Shifting Strategies by Marketing Smarter

Yes, Benjamin Moore has struggled to keep up with the big boys. While its revenues rose 40 percent from 1999 to 2013, Sherwin-Williams and Valspar saw their revenue increase 104 % and 196 % respectively, according to Fortune.

Focused on closing the gap, Benjamin Moore has increased its marketing budget each year since 2012 to aid in building the Benjamin Moore brand on a national scale. The company increased its ad spend by 92% in 2013 alone. Benjamin Moore has traditionally spread its marketing investment among magazine, cable TV and online advertising… but this year’s  “Who Are You Talking To?” national campaign is a deviation from the norm.

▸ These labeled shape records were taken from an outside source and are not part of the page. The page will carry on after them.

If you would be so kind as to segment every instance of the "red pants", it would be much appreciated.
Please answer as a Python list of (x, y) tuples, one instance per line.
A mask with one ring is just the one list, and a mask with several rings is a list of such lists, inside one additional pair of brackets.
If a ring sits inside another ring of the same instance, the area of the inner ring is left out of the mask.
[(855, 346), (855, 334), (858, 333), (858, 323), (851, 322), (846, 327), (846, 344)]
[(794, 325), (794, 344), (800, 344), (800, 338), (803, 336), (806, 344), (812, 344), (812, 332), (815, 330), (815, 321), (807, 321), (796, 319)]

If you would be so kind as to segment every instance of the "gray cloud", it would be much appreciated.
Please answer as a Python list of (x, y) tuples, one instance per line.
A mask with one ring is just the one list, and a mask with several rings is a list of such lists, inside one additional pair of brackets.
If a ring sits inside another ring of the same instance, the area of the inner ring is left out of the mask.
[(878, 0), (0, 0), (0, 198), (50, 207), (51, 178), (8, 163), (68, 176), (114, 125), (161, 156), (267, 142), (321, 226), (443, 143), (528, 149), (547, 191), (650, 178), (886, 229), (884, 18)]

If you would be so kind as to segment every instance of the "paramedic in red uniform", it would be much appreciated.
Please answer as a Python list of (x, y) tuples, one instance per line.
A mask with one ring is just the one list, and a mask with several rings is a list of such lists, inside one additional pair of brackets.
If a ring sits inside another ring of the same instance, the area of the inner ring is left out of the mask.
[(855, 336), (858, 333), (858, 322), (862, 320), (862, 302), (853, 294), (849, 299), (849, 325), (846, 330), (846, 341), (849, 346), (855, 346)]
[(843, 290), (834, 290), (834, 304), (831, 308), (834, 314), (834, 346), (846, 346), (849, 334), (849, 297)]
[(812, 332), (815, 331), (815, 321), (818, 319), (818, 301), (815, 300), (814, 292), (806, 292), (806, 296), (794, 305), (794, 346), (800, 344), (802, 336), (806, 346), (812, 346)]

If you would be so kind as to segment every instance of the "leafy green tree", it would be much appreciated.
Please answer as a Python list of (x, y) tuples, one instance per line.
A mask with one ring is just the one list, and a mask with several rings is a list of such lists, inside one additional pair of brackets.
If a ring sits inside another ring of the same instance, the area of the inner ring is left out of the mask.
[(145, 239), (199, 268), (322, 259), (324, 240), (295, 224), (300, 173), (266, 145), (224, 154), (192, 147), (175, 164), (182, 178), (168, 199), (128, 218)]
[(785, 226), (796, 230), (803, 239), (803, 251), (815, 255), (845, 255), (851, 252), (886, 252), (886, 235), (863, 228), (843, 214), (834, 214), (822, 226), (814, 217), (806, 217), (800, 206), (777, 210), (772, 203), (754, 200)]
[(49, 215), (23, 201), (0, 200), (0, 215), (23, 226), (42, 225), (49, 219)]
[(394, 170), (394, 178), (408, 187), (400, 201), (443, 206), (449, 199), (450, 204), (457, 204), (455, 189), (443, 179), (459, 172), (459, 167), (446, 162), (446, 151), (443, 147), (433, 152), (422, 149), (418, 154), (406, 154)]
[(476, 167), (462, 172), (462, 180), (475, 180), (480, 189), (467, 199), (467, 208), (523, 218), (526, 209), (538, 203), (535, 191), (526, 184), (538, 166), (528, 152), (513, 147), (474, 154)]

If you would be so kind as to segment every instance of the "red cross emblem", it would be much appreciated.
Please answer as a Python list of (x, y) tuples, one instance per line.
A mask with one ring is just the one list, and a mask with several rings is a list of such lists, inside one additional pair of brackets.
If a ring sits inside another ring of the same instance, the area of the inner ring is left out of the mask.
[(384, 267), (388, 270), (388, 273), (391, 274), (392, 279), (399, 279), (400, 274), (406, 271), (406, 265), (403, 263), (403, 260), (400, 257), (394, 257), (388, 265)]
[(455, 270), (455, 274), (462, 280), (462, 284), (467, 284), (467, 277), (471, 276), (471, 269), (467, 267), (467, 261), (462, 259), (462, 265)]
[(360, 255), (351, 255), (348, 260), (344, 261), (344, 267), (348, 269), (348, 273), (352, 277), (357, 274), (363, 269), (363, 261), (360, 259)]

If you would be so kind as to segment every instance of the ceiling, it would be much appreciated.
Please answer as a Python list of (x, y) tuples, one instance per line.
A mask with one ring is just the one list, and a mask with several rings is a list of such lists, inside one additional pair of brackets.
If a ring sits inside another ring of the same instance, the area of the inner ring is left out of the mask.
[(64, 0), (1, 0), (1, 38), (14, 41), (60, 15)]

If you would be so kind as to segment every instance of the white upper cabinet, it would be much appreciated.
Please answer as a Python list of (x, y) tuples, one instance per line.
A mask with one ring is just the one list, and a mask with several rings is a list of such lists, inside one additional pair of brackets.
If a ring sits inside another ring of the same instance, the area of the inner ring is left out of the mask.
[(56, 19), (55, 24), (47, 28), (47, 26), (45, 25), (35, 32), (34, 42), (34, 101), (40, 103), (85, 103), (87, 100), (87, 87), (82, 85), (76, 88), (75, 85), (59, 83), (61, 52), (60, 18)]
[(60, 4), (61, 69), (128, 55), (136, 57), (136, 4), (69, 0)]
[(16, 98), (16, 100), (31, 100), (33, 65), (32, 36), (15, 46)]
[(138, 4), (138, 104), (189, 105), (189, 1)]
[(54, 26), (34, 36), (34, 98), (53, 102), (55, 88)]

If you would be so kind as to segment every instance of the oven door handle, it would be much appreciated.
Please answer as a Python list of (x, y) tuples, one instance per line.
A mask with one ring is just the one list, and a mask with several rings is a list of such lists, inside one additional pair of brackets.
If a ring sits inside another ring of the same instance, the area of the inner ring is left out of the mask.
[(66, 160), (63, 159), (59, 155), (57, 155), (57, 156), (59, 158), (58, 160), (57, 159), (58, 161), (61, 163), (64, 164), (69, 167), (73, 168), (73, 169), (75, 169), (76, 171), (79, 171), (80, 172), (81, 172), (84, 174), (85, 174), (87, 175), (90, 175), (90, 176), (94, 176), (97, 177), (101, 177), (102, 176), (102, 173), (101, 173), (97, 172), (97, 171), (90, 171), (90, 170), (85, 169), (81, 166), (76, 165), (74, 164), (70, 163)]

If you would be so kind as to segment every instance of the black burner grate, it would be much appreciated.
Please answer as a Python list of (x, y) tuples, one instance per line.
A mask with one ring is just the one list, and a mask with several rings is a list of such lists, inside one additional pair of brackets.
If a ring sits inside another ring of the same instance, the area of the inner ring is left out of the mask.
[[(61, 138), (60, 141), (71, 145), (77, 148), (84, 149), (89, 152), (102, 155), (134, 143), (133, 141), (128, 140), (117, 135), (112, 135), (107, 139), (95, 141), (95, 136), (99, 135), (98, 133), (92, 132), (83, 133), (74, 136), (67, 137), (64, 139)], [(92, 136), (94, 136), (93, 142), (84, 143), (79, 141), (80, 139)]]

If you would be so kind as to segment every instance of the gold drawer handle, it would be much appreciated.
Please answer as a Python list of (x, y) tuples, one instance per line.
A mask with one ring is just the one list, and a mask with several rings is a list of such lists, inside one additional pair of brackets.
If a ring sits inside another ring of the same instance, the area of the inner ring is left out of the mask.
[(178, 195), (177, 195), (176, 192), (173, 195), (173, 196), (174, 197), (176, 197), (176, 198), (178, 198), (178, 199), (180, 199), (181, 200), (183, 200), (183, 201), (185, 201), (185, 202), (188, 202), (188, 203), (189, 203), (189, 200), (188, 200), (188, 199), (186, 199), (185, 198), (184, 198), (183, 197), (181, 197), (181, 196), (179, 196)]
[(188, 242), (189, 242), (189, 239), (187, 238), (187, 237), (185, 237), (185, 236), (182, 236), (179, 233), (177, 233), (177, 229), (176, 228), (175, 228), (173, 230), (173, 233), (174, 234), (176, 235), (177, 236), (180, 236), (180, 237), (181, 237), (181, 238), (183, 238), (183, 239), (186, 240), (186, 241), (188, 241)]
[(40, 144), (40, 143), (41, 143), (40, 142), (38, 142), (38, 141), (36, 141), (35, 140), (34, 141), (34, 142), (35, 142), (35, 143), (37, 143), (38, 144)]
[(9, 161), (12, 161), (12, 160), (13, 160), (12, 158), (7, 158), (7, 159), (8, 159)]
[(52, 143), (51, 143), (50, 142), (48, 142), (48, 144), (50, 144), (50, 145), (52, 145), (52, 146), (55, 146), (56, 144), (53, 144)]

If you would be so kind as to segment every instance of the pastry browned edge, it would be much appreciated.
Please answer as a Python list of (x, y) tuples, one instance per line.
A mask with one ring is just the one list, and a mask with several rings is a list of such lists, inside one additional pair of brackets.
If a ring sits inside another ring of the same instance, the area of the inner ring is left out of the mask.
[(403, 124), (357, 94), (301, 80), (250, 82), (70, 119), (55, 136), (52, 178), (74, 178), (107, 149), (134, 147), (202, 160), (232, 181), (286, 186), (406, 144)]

The messaging and targeting is clearly different. In a 2013 campaign, called “Main Street Matters,” Benjamin Moore crafted a campaign directed at the professional painter and contractors.

Benjamin Moore has rethought its strategy and is now trying to connect with the growing DIY-market – and Bruce and Carl are helping – thanks to their witty buffoonery. Will the new DIY “pull” strategy ultimately trump the “repeat-influencer” campaign of yesteryear? We’ll keep you posted on this brand and the entire channel – which is expected to grow to some $30 billion by 2021.